Garic Wharton is on his way to a 33-yard score in the second quarter. Photo by Mark J. Rebilas-US PRESSWIRE

What is it that coaches always say? If you’re going to make a mistake, make it going full speed?

That’s what Arizona Wildcats sophomore receiver Garic Wharton did Saturday night against Washington.

In the second quarter, Wharton, lined up in the right slot, fully committed to running his route. It just happened to be the wrong route.

Whatever. He still broke free in the middle of the field, and quarterback Matt Scott, as if nothing was wrong, calmly lofted a pass to Wharton, who sprinted for a 33-yard touchdown, the first of his career.

The play gave the Wildcats a 24-3 lead with 4:43 to go before halftime.

“Basically, it was the wrong route,” Wharton admitted. “What happened, I still got in the same spot I would have gotten had I run the right route, so it kind of all worked out. Coach couldn’t be that mad.”

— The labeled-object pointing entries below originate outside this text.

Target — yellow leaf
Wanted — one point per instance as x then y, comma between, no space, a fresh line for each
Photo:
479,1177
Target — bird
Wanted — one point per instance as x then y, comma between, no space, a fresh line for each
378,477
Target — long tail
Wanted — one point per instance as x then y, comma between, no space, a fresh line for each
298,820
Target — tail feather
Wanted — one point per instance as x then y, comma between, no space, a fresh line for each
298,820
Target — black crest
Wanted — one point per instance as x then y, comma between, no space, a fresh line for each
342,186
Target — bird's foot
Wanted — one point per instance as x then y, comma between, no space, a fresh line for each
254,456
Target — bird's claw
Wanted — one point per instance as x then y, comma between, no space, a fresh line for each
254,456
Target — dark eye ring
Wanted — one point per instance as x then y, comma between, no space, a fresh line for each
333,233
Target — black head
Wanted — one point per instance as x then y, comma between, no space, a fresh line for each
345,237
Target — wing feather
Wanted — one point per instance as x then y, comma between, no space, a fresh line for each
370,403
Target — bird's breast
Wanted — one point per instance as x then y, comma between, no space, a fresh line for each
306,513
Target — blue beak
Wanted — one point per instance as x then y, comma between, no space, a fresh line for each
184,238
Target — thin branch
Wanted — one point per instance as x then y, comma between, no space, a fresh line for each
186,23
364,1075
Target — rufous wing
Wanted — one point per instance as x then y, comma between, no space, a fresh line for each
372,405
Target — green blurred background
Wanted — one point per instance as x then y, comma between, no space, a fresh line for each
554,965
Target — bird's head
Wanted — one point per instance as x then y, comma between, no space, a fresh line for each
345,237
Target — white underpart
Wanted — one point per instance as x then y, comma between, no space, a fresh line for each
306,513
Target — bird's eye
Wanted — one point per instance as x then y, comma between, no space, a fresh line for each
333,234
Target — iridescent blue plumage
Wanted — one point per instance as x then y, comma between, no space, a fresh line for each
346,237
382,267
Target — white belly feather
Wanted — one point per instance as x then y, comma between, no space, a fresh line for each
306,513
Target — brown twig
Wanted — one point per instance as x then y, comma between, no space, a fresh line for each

True. It worked out so well that coach Rich Rodriguez couldn’t do much complaining, at least during and after the game, about Wharton busting his route. Hmmm. Maybe there will just be some gentle teaching in the film room instead.

“I didn’t yell too much because he scored,” Rodriguez said. “But Matt saw it, and Garic is a fast guy, so it worked out pretty well.”

Wharton hasn’t played much this season, not even on kick returns, where he presumably could put his great speed to use. He returned 14 kickoffs last season, when he didn’t have a catch.

He had played in just four of six games this season before Saturday night’s 52-17 win. He had one reception for 6 yards.

Wharton had three catches for 59 yards against the Huskies.

“I’m just happy, man. Blessed,” he said.

“A lot of hard work. A lot of games when I didn’t see action, I was just wondering if I should even be here, if I deserve to be here. It feels good to prove myself.”

Rodriguez’s first instinct this spring was to use Wharton’s sprinter’s speed as a deep threat, so the coach moved him from the slot to outside receiver, looking for one-on-one opportunities down the sideline.

But Wharton (5-11, 164) was recently moved back inside — Rodriguez would like his receivers to eventually learn all the positions, anyway — helping to fill the second slot position opposite Austin Hill.

Given Richard Morrison’s struggles in the slot, and the ankle injury that kept Johnny Jackson out of the Washington game, Wharton played with the first-string Saturday night.

He said his “consistent hard work” in practice helped earn him that shot.

“After all the games when I didn’t see a lot of action, didn’t get to play, I still practiced hard. I still brought my game in there. When the opportunity opened up, people got hurt, that’s when I stepped up. Hopefully, I will be used more.”

Wharton, who ran 100 meters in 10.39 seconds in high school, will still be living by the same mantra: Play fast.

“Don’t be hesitant. I feel that’s what really works,” he said.

“Don’t second-guess yourself. Keep thinking that is what you have to do. The route, just run it as hard as you can and anything can happen.”